Description
Papers of David Ignatow, distinguished American poet. In the 1950s and 1960s, Ignatow edited several important periodicals,
among them THE BELOIT POETRY JOURNAL (co-editor, 1950-1959), NATION (poetry editor, 1962-1963), CHELSEA (consulting editor,
1969-1971), and the AMERICAN POETRY REVIEW (editor-at-large, 1972-1976). He returned to the BELOIT POETRY JOURNAL to edit
the William Carlos Williams memorial issue in 1963. Ignatow taught at many colleges and universities including the New School
for Social Research (1964-1965), Southampton College (1967-1968), and Columbia University (1969-1976). He served as poet-in-residence
at York College, City University of New York. The accessions processed in 1987 include manuscripts and typescripts of poems
dated from the 1930s to the 1970s, notebooks, and extensive correspondence. One-fourth of the correspondence relates to Ignatow's
various editorial posts. Prominent correspondents include the American poets William Carlos Williams, Charles Reznikoff,
Gregory Corso, Charles Olson, Allen Ginsberg, Louis Zukofsky, Robert Creeley, and Denise Levertov. Outgoing letters written
by Ignatow are largely absent from the collection. The accessions include original essays, introductions, reviews, interviews
and ephemera. A substantial set of Ignatow's papers were processed in 1989. Almost half of these materials are general correspondence.
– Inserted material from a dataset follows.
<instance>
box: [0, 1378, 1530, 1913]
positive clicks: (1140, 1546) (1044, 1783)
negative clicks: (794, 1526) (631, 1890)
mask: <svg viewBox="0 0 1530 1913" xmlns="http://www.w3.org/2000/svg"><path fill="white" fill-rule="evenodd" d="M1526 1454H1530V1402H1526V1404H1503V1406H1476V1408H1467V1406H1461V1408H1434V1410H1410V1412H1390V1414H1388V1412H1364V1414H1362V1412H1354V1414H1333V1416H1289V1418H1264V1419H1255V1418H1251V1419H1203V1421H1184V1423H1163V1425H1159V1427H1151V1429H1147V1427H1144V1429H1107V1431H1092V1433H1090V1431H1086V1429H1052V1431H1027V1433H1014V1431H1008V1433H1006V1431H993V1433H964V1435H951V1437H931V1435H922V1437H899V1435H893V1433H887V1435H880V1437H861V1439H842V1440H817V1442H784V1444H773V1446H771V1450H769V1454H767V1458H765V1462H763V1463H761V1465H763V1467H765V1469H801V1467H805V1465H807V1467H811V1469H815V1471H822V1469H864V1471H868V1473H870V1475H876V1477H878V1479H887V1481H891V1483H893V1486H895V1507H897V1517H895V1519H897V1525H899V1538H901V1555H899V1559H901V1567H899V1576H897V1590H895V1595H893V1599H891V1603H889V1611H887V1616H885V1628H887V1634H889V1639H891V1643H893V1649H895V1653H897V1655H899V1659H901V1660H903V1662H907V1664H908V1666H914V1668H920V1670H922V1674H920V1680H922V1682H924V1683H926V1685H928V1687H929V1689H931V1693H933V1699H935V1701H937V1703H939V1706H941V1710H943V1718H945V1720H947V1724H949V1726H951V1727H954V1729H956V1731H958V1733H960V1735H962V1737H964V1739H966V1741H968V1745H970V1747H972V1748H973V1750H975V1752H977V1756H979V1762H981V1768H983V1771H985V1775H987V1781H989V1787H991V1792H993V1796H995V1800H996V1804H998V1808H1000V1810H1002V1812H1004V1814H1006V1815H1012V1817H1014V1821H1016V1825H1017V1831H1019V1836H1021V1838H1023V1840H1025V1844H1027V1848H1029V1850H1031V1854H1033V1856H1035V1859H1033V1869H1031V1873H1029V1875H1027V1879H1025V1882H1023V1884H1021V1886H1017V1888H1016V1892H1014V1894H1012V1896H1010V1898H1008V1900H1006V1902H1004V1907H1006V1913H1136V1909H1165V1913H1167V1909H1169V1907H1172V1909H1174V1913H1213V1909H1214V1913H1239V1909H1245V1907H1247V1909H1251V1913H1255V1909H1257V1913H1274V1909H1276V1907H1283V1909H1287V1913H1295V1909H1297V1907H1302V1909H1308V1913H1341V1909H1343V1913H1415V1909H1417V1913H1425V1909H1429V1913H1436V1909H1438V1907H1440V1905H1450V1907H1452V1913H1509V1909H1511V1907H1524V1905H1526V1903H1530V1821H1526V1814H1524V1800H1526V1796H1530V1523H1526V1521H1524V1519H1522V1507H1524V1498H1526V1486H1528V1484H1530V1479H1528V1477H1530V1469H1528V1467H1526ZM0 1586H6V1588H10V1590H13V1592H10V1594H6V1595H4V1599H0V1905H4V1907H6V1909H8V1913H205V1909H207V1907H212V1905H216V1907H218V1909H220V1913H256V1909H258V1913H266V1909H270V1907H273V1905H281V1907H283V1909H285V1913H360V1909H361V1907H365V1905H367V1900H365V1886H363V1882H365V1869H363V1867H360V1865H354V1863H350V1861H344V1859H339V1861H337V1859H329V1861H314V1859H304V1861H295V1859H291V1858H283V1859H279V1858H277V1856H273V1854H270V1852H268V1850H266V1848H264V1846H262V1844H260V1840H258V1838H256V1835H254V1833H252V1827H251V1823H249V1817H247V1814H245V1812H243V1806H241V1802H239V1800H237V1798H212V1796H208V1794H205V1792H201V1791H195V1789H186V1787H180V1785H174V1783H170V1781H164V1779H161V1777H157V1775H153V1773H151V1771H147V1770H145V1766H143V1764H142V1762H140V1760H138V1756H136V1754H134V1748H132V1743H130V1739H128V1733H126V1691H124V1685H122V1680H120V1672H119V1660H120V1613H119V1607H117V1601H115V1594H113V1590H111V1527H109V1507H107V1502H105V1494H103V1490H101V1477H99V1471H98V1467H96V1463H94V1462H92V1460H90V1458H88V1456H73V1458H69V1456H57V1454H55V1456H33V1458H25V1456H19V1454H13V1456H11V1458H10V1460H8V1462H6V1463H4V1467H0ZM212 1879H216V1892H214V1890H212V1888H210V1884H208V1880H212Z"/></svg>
Also included are fifteen of the poet's spiral-bound notebooks dated from 1978 to 1988; and typescripts and proof pages of
three of Ignatow's more recent books, NEW AND COLLECTED POEMS, 1970-1985, THE ONE IN THE MANY, and WHISPER IN THE DARK. Of
special interest is an extensive group of typescripts of miscellaneous poems dating from the 1930s through the 1980s, many
of which include revisions. The additions also contain financial records of the bookbinding business run by Ignatow and his
father, as well as a small audio-visual collection, including recordings of some of Ignatow's readings and lectures. The accessions
processed in 1993 contain a chronological collection of original manuscripts and typescripts of Ignatow's poems and prose
from the early 1930s to the late 1980s, correspondence, several notebooks, a collection of essays and reviews of his work,
and the writings of colleagues. The accessions processed in 1994 contain correspondence, annotated poetry drafts, short stories
and articles, book production materials for AGAINST THE EVIDENCE (1993) and GLEANINGS: THE UNCOLLECTED POEMS OF THE FIFTIES
broadsides, drafts of opening remarks he gave at various ceremonies, drafts of statements he made, copies and video tapes
of interviews, and some ephemera. The materials in the accession date from 1929 to 1994 with the bulk dating from the 1960s
to 1980s.
Background
David Ignatow, distinguished American poet and man of letters, was born in Brooklyn, New York, 7 February 1914, and has spent
most of his life in New York City. Ignatow's parents were immigrants. His mother, Yetta Reinbach, from Austria-Hungary,
was the illiterate daughter of a forest warden and his father was born a Jew in the Czarist Ukraine. After graduating from
high school in 1932, Ignatow was employed as a writer in research by the Federal Government. In 1937, Ignatow married the
artist Rose Graubart; their son David was born that year. From 1948 to 1960, Ignatow was office manager at his father's bookbindery,
and from 1963 to 1964, before establishing his literary career, he accepted various employment as a Western Union auto messenger,
a hospital admitting clerk, and a paper salesman to publishers. While so employed, Ignatow published a first book of poetry,
POEMS (1948), and later, THE GENTLE WEIGHT LIFTER (1955) and SAY PARDON (1961). During the 1950s and early 1960s, Ignatow
began to establish his literary career in a series of editorships, the first at the fledgling BELOIT POETRY JOURNAL, which
Ignatow led from midwestern obscurity to national prominence. He was associated with BPJ from 1949 to 1958, and returned
to edit the William Carlos Williams memorial chapbook in 1963. His successful political poetry issue at CHELSEA led to an
editorship at NATION, held from 1962 to 1963. In 1955, Ignatow's son developed serious mental illness, from which he did
not recover. After 1955, Ignatow describes his writing as the record of his son's illness, and of his own recovery, years
later, of faith. In 1956, a daughter, Yaedi, was born to Rose and David Ignatow.